Ruter plans, coordinates, orders and markets public transport in Oslo and former Akershus (now part of Viken county), and is actively using machine learning to improve its services. This includes forecasting passenger numbers for over half a million departures every day, which are shown to customers in the Ruter App.
The first model was deployed in the summer of 2020, but updating it was time consuming and monitoring was limited and manual. In this talk I will present how Ruter is actively pursuing MLOps best practices to support machine learning models in production, making sure models are reproducible, easily updatable and extensively monitored.
Q & A with David Skålid Amundsen
1. What is your full name and title?
David Skålid Amundsen, PhD
2. What is your occupation?
Lead Data Scientist at Computas
3. Tell us about your first encounter with artificial intelligence (AI)?
My first memorable encounter with AI was probably when I heard on the news that IBM’s Deep Blue had beaten Kasparov in chess.
4. What is your competence within the field of AI?
I am a Data Scientist, sometimes developing machine learning models, but often helping companies streamline and robustify their ML efforts.
5. Why did you develop an interest in AI?
Having a background in computational physics, I was fascinated by the increasing application of algorithms that learn directly from data.
6. Can you recommend a relevant book or film about AI?
I enjoyed watching AlphaGo, depicting the match between the top Go player Lee Sedol and AlphaGo developed by DeepMind.
7. Why should we, or should we not, be afraid of AI?
AI has enormous potential, but we should certainly be careful and cautious with respect to fairness, transparency and its impact on society.

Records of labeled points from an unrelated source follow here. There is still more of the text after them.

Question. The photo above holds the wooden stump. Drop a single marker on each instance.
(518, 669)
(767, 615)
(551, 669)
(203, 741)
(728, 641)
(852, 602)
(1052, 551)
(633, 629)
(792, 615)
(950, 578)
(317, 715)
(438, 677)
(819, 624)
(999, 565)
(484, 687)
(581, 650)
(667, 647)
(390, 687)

8. Which field, in your opinion, has the most to benefit from AI – and why?
That would depend on how you measure benefit, but applied AI in the medical field has the potential to directly improve people’s lives for example in terms of better diagnostics and medicines.
9. How should the use of AI develop in the future?
Use of AI should develop with a focus on transparency and fairness, with regulations governing how it can be used particularly when it directly impacts people’s lives.
10. Why should participants tune in on your presentation during AI+?
To learn about how Ruter has gone from an AI proof of concept to a production system serving over half a million passenger volume predictions to hundreds of thousands of travellers every day.